Override of Governor’s Veto should help end de-facto moratorium on NC death penalty
By L.A. Williams, Correspondent
Christian Action League
RALEIGH — Individual responsibility — the concept isn’t popular among criminals, but it’s a basic principle of justice that North Carolina lawmakers are trying to restore with their override of Gov. Bev Perdue’s veto of a scaled back version of the Racial Justice Act.
“This bill has enjoyed broad support from within the law enforcement community and the criminal justice system,” Speaker of the House Thom Tillis (R-Mecklenburg) said of Senate Bill 416. “This bill ensures that the families of victims — not convicted murderers — will be shielded from the pain that would accompany an evasion of justice that could occur if this bill did not become law.”
House Majority Leader Paul Stam (R-Wake) said the override of the Governor’s veto “alleviates the effects of the Racial Justice Act, which essentially imposed a five- to six-year moratorium on the death penalty … when it passed in 2009.” He said the end of that de facto moratorium is now within sight.

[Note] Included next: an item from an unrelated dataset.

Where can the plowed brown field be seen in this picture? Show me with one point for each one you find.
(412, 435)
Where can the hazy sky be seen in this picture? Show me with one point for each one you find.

One of only two such laws in the nation, North Carolina’s Racial Justice Act was passed three years ago with the goal of eradicating racial bias from capital cases. Via the law, death row inmates could appeal their sentences and use statistics from any time period and any area of the state to try to prove the possibility of discrimination in their prosecution. If successful, their sentence would be commuted to life without parole. When 152 of 156 prisoners, many of them white, filed appeals under the RJA, it was clear to most members of the Legislature that the law needed to be tightened.
The new law limits statistical evidence that can be used to 10 years prior to the offense and two years after the sentence and requires that data be taken from the county or prosecutorial district in which the defendant was tried. It also clarifies that any convicted murderer who succeeds in having his sentence reduced to life in prison must waive any right to future parole. The former law had raised concerns that those convicted prior to the state’s adoption of a “life without parole” sentence would be able to legally challenge that punishment and eventually come up for parole.
“This change in the law was needed to bring balance and logic to the issue,” said the Rev. Mark Creech, executive director of the Christian Action League of North Carolina. “No one is denying that there may have been racial bias in past cases, and prosecutors must be vigilant to avoid it. But the crux of the issue is this — why should something that happened 40 or 50 years ago in another part of the state be used to diminish a person’s individual responsibility for the crime that he committed yesterday? It simply doesn’t make sense.”
He said the limits set in S 416, which makes it clear that more than statistics are needed to prove discrimination, will help keep the RJA from being abused while still making it viable tool for anyone who has evidence that he was treated unjustly because of his race.